絶対に不可能といわれてきたリンゴの無農薬栽培を成し遂げ、ニュートンよりライト兄弟より偉大な発見をした男の感動ノンフィクション。長年の極貧生活と孤立を乗り越えて辿り着いた答えとは?

幻冬舎より引用)

 

感想

中古本屋で購入して読みました。

不可能とされていた、現代品種のリンゴでの無農薬・無肥料栽培に挑んだ、青森県の木村秋則さんの記録です。

無農薬・無肥料と言えば福岡正信さんの「自然農法」ですが、木村さんはその農法から着想を得て、リンゴでやってみようとしたのです

 

本文中で説明されていますが、かつてのリンゴって今の物よりも小さくて甘くなかったようですね。
そんなリンゴをアメリカで品種改良して、甘くて大きな実を付けるようになったのです。
ただデメリットとして病害虫に弱くなり、肥料と農薬を与えないとまともに育てられなくなったようですが。

自然農法や有機農法と言うとちょっとスピリチュアルな方面に寄りすぎることもありますが、木村さん自体は色々な手法を試していた研究熱心な方だったようですね。

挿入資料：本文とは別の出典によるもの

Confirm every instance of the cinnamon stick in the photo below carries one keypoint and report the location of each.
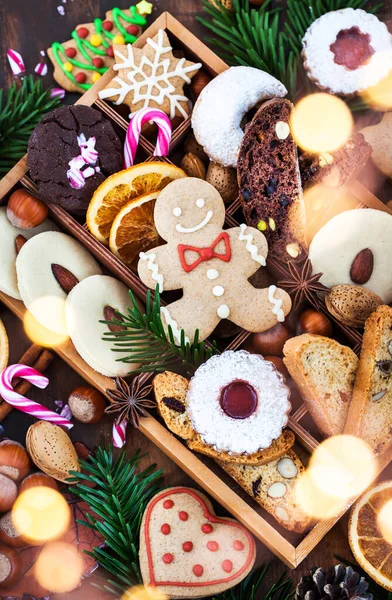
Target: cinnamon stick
(41, 363)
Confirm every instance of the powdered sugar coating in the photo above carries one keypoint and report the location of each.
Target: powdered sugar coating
(217, 115)
(238, 436)
(320, 60)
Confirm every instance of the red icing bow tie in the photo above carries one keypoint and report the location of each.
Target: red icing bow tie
(205, 253)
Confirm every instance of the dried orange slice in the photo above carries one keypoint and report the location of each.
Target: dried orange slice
(118, 189)
(3, 347)
(134, 230)
(368, 544)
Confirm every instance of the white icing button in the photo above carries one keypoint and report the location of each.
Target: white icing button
(218, 290)
(282, 130)
(214, 274)
(223, 311)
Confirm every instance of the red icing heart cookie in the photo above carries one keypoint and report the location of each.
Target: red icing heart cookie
(186, 551)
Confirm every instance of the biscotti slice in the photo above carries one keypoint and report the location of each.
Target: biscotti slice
(370, 413)
(273, 487)
(269, 180)
(170, 392)
(324, 372)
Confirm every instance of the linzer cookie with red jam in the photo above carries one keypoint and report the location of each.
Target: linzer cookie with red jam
(186, 551)
(211, 265)
(346, 51)
(269, 180)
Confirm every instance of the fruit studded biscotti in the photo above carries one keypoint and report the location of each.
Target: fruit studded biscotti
(370, 413)
(324, 372)
(273, 487)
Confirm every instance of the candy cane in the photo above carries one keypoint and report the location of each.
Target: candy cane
(138, 119)
(23, 404)
(119, 433)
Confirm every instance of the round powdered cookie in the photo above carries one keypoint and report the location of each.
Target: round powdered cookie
(238, 402)
(85, 308)
(8, 250)
(346, 51)
(47, 267)
(221, 106)
(71, 152)
(355, 247)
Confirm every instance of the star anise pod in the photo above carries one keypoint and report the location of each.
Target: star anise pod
(302, 285)
(130, 402)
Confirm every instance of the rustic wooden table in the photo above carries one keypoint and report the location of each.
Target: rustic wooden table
(30, 27)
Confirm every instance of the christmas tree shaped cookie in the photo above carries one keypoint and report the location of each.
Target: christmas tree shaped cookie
(80, 62)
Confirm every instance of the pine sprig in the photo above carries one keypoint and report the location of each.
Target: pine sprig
(21, 109)
(144, 339)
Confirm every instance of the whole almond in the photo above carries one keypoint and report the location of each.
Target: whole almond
(64, 278)
(351, 305)
(362, 266)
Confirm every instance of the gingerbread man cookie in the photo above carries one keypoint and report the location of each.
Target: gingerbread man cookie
(211, 265)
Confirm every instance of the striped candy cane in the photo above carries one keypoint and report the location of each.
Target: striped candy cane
(23, 404)
(138, 119)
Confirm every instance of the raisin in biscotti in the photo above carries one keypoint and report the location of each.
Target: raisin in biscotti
(269, 180)
(170, 393)
(370, 413)
(324, 372)
(273, 487)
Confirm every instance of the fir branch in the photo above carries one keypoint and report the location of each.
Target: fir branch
(21, 109)
(117, 503)
(144, 339)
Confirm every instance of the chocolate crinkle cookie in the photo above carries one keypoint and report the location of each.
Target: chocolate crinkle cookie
(71, 152)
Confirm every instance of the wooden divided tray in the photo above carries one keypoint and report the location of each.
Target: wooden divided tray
(289, 547)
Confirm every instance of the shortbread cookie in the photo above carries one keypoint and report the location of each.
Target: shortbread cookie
(211, 265)
(380, 140)
(151, 76)
(186, 551)
(47, 267)
(223, 103)
(89, 303)
(11, 239)
(324, 372)
(71, 152)
(370, 413)
(269, 180)
(273, 487)
(346, 51)
(355, 247)
(170, 392)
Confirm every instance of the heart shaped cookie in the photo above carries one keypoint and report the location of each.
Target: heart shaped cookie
(186, 551)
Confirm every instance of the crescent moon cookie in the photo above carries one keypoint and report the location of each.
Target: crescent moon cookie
(346, 51)
(221, 106)
(84, 309)
(211, 265)
(186, 551)
(355, 247)
(47, 267)
(238, 402)
(8, 250)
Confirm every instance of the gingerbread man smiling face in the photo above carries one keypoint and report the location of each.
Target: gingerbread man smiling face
(211, 265)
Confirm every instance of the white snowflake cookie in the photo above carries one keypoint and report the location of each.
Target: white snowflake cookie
(238, 402)
(151, 77)
(346, 51)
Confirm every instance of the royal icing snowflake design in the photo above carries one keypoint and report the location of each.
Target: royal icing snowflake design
(151, 77)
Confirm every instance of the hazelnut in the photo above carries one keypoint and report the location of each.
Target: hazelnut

  • 無農薬ではなくまず減農薬を試してみて、収率は下がったが利益率は悪くなかった。
  • イネでの実験では荒い耕起で根張りを良くして収率を増やしてみた
  • 雑草の芽を傷つけて大きくさせない、「早期除草」で手間を減らしてみた
  • 化学農薬ではなく自然農薬(?)で良いものを探してみる。

他の作物で有機農法を試したら成功しても、リンゴではずっと成功しませんでした。
そのリンゴ栽培への苦闘こそがこの本のメインです。

 

結局はリンゴ園の環境を山林の状態・自然な状態に近づけることで病害虫の蔓延を防ぐことが出来たのですが、でもこれって福岡さんの自然農法の一つだったのでは?
木村さんも福岡さんの本は読んだはずなのに、自殺寸前まで試さなかったのは何故だろう?とちょっと疑問に思う。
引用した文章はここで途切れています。